Rivdan grabs hold of Esra and Hector. Ryon goes to Dawsyn, wiping her cheeks roughly with his thumbs. “Where?” he says to Baltisse, hurried and quiet.

It is Yennes who answers, stepping further into the camp, her hands uncharacteristically clenched into fists. “I know a place,” she says. “I can lead you.”

There is no room for argument. The boots of a hundred guards inch closer.

“Go with Baltisse,” Ryon tells Dawsyn, clasping her arm and pulling her to the mage. “Yennes, with me.”

“You know where to fold?” Yennes asks Baltisse, who nods, taking Dawsyn’s forearm in her hand.

Ryon lifts Yennes into his arms and his wings swoop down. The sound of armour and boots is drowned by the sounds of Glacian wings.

“Brace yourself,” Baltisse warns, and then Dawsyn is being compressed, her blood and bones grinding inward until she isn’t there at all.
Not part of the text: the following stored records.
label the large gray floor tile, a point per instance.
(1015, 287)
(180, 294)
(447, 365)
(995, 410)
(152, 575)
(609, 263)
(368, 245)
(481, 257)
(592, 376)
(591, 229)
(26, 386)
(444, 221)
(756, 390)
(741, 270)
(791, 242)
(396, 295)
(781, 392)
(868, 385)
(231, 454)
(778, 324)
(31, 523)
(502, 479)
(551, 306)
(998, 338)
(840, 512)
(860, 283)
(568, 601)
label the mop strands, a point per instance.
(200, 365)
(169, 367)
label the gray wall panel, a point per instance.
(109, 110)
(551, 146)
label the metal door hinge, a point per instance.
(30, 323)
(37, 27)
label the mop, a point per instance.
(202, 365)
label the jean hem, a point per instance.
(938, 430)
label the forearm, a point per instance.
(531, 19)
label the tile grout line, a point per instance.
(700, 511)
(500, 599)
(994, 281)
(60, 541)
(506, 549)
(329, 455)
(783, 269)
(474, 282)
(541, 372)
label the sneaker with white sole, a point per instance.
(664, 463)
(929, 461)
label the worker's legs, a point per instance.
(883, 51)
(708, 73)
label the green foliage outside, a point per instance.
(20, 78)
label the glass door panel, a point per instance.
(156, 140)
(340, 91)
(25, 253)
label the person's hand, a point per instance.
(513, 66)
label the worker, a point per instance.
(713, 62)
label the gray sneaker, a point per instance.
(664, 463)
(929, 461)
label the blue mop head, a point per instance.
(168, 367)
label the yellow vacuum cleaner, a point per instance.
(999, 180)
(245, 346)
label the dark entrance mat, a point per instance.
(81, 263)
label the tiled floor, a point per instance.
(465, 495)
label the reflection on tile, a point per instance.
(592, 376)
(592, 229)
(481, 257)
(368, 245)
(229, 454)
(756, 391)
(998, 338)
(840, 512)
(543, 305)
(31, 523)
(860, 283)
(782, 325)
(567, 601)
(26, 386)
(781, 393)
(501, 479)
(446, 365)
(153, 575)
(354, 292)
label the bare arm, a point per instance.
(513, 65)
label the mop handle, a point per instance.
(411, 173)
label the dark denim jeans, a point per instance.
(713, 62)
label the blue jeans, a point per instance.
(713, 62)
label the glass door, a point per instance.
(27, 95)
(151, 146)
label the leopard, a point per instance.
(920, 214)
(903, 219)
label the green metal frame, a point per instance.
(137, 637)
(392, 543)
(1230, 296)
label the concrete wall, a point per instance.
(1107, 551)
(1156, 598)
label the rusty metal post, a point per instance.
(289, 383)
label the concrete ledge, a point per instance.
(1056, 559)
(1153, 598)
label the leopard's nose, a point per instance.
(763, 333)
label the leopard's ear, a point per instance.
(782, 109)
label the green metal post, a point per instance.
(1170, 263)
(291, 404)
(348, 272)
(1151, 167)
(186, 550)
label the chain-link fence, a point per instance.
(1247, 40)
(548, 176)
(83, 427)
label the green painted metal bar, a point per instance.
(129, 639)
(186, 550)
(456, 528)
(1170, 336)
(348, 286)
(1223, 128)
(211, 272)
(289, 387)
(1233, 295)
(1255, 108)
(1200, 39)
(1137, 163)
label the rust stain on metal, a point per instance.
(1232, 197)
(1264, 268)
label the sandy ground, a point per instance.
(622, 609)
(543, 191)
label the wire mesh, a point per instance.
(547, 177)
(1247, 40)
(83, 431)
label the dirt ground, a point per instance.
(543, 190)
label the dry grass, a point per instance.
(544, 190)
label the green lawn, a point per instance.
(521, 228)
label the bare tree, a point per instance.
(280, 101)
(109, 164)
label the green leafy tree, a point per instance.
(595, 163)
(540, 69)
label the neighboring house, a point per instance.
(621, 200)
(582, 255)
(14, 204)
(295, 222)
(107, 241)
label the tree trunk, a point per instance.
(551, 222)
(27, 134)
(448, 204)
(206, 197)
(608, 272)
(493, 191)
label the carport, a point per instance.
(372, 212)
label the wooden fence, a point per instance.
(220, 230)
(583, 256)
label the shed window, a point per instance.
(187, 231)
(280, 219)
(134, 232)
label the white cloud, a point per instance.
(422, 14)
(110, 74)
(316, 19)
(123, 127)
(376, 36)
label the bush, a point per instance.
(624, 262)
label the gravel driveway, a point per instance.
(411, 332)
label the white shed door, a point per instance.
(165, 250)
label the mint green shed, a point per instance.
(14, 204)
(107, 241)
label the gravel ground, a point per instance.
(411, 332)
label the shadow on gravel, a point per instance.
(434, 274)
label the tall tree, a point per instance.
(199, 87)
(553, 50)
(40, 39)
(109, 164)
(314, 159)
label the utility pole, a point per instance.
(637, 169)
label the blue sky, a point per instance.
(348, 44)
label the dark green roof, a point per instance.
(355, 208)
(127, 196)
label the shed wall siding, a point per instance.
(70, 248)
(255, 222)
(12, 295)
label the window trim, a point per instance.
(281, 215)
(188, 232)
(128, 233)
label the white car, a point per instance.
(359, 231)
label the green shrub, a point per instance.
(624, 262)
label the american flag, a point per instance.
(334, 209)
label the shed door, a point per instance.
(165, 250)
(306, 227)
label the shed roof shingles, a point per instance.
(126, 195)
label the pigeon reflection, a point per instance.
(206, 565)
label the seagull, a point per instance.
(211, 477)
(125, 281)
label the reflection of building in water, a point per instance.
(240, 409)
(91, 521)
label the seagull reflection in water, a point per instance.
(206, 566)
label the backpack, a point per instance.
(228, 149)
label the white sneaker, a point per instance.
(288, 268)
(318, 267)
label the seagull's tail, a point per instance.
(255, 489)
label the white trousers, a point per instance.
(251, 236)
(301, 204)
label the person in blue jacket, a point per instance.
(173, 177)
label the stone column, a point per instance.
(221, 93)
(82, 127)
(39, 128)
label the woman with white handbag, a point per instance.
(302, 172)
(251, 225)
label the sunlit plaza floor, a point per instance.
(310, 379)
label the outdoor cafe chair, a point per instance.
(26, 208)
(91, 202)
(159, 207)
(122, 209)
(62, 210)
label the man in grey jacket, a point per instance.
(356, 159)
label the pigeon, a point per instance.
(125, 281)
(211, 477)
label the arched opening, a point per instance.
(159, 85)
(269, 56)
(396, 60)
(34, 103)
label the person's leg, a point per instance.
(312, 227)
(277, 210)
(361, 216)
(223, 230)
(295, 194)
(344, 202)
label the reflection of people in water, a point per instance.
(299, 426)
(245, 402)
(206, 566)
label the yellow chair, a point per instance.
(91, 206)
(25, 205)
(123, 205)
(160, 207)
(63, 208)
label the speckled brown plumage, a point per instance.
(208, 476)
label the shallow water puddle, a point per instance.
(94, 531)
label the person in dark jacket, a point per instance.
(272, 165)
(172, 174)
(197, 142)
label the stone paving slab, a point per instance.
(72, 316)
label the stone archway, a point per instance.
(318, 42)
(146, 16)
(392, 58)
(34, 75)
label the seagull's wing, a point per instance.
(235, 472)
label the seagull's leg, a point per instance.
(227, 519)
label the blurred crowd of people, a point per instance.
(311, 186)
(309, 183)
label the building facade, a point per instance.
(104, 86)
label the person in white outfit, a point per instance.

When Dawsyn begins to feel her body unspool, she remembers to bend her knees. This time, she can feel the delicate way the collapsed space opens, one piece after another. She can identify the slow unleashing of time and space.

And suddenly, her feet are against solid ground.

“Not even a twinge,” Baltisse remarks smugly, as though to herself.

The smell of brine finds Dawsyn first, then the mist of wind-carried spray against her face. She opens her eyes to it: the boundless expanse of inky sea beneath the half-moon. Sluggish waves churning onto a sand and stone shore.

The same sea she once stood before with Ryon, resolving to turn her back on it and the escape it offered. The same sea, but from an unfamiliar perspective. A sea cast in shadow. Cliffs do not line the shore as they did the last time. The long grass that sways between her legs undulates to the sand’s edge.

It’s the colossal shadow that looms over the water that makes her turn. She traces the shadow along the shore, watching it stretch to the east, the water tunnelling into a channel.

A channel that cuts the land in two, right to the opening of mountainous rock.

Dawsyn staggers backward. Behind her, shallow forest is eclipsed by the endlessly rising obsidian rock face.

The mountain, just another side of it.

The sound of wings turns her gaze. The mixed appear in the distant sky, growing ever nearer, their wings unfathomably wide. A few moments later, Ryon lands and sets a drawn-looking Yennes on the ground. Her hands wring together immediately.

Tasheem comes next, balancing Salem gingerly on his uninjured foot, and then Rivdan, his burden heavier than the others. Windswept and panting, they turn their heads from the sea to the mountain.

“Is this – are we still in Terrsaw?” Hector asks, eyes wider than the rest as they take in the sight of the ocean for the first time.

Yennes answers hesitantly. “On the edge of it,” she says, and then with a nod, she directs their eyes to a chimney between the low treetops.